Leechiu Property Consultants chief executive David Leechiu said in a news briefing the information technology-business management processing sector still led the demand for office space in Metro Manila with 244,000 square meters as of the first half. This was slightly better than Pogo’s takeup of 242,000 sq. m.
“But we expect the Pogo industry to be the biggest demand driver by year-end due to its faster site selection and the effect of the recent moratorium on Peza [Philippine Economic Zone Authority] applications in Metro Manila,” Leechiu said.
“Demand for office space from Pogo will continue until 2021 unless something dramatic happens like something happens with our relationship with China. That will continue to grow,” he said.
Leechiu said the government’s recent move to impose taxes on Chinese Pogo workers was not expected to dampen demand.

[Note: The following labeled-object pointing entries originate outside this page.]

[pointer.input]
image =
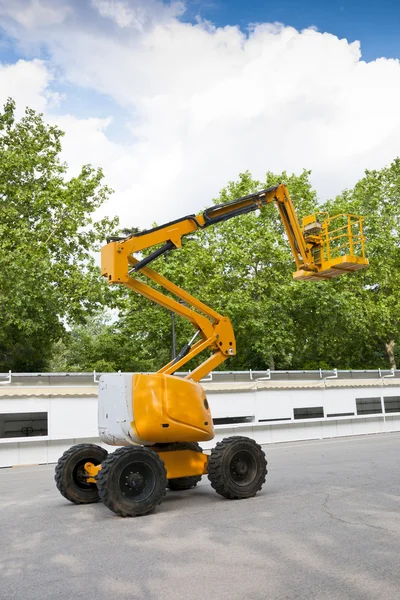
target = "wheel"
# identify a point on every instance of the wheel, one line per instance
(184, 483)
(70, 476)
(237, 468)
(132, 481)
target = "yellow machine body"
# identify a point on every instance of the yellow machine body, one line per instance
(151, 409)
(170, 409)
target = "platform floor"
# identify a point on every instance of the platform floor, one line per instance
(325, 527)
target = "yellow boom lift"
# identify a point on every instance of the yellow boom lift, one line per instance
(159, 418)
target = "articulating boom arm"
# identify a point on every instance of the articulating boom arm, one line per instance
(312, 245)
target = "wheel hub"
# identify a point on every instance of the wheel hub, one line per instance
(243, 468)
(240, 467)
(135, 481)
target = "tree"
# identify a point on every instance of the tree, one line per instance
(48, 276)
(377, 197)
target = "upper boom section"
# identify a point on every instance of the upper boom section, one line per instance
(319, 251)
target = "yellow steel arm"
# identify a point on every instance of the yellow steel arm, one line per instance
(311, 252)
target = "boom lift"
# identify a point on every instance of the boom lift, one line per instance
(159, 418)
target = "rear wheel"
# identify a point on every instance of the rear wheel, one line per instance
(237, 468)
(70, 475)
(132, 481)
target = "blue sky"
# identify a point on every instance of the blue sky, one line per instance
(173, 106)
(375, 23)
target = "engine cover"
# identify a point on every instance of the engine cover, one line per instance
(152, 409)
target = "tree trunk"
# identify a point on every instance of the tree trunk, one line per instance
(390, 352)
(271, 362)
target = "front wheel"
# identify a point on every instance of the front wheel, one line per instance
(237, 468)
(71, 477)
(132, 481)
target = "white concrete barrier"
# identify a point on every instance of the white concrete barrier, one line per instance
(43, 415)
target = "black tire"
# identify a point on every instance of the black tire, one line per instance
(70, 474)
(132, 481)
(237, 468)
(184, 483)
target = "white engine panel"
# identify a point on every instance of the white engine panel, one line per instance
(116, 410)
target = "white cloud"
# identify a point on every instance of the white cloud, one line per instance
(34, 13)
(208, 103)
(136, 13)
(28, 83)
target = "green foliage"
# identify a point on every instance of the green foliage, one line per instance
(48, 276)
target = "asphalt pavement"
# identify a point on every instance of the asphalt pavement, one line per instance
(326, 526)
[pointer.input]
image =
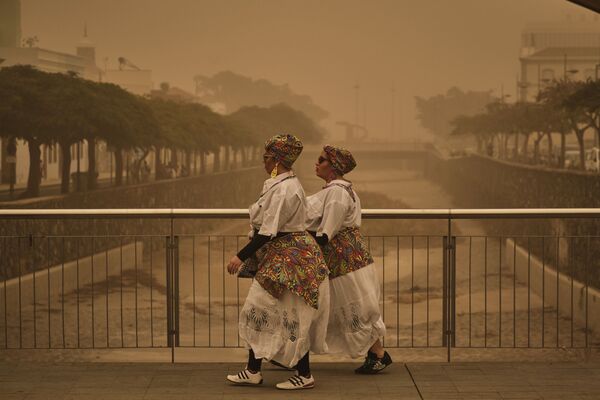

“This will just be another expense that they will bear and they have enough margin to cover for that,” Leechiu said.
Online gaming has been the fastest growing segment in the Philippine office market over the past four years, taking up substantial space in the Bay Area, Makati and Alabang. Outside Metro Manila, the industry also penetrated Clark, Cavite and Laguna.
The continued strong demand for office space from the Pogo sector is also expected to boost leasing rates for residential condominiums and reservation sales for residential towers.
“Rental rates have seen an increase of up to 80 percent from three years ago in the Bay Area. [Rent] Prices of studio units have increased from P18,000 in 2015 to P32,000 per unit per month in the first half of 2019. One-bedroom units have gone from P25,000 back in 2015 to P55,000 per unit per month while a two-bedroom unit’s price rose from P55,000 to P90,000 per unit per month,” Leechiu said.
He said with the government imposing a moratorium on Peza ecozones in Metro Manila, the government should fast track the approval of ecozones in provincial areas.
Leechiu said that from 2019 to 2023, the office supply in Peza ecozones would reach 280,299 sqm. However, only 21 percent or 59,631 sqm were approved by Peza while 47 percent or 131,692 sqm was still being processed.
The balance of 32 percent or 88,976 sqm did not apply for Peza accreditation.
Real estate values hit all-time highs across all sectors this year. The highest land values were recorded in Bonifacio Global City at P1.3 million per sqm while the highest condominium value reached P600,000 per sqm at Horizon Homes.
Industrial land values also hit news highs because of the scarcity of supply especially in the provinces surrounding Metro Manila.